Peek allows you to get the gist of an email quickly. The more I used it, the more I wished it was everywhere. Which brings us to where it's not - and noticeably so.

The one place I'd love to see Peek used more is on the lock screen. Lock screens act as a kind of preliminary inbox, showing you a list of incoming messages and alerts. Over time, Apple has given iPhone users the ability to act on these notifications - you can now reply to text messages, for instance, without ever unlocking your phone.

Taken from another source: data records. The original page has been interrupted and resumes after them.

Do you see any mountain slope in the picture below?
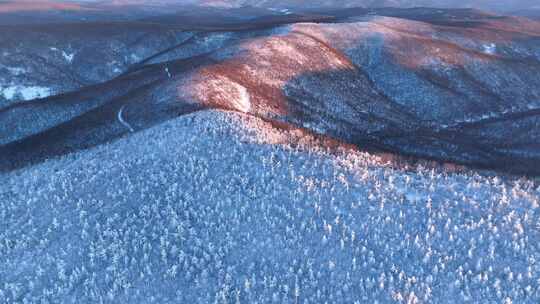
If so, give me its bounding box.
[0,9,540,174]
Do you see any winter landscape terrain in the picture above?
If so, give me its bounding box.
[0,0,540,303]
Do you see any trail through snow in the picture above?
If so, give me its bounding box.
[118,105,135,132]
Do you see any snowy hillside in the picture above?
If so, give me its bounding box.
[0,0,540,304]
[0,111,540,303]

So to be able to check the full contents of a message without going to your mailbox would seem like a logical next step. It makes no sense to have to unlock your phone and head to your inbox before you can take advantage of Peek and Pop. That's a little backward.

Unfortunately, there are two key reasons you aren't likely to see Peek and Pop coming to the lock screen anytime soon. The first is security. If somebody were sending you sensitive information in the body of an email, you wouldn't want Peek to reveal so much of the message without some kind of authentication.

That's the second stumbling block. Maybe someday the iPhone's whole screen will become a fingerprint sensor and it would only enable lock screen peeking if it recognized the owner's prints.

That day still seems a long way off. But we can hope.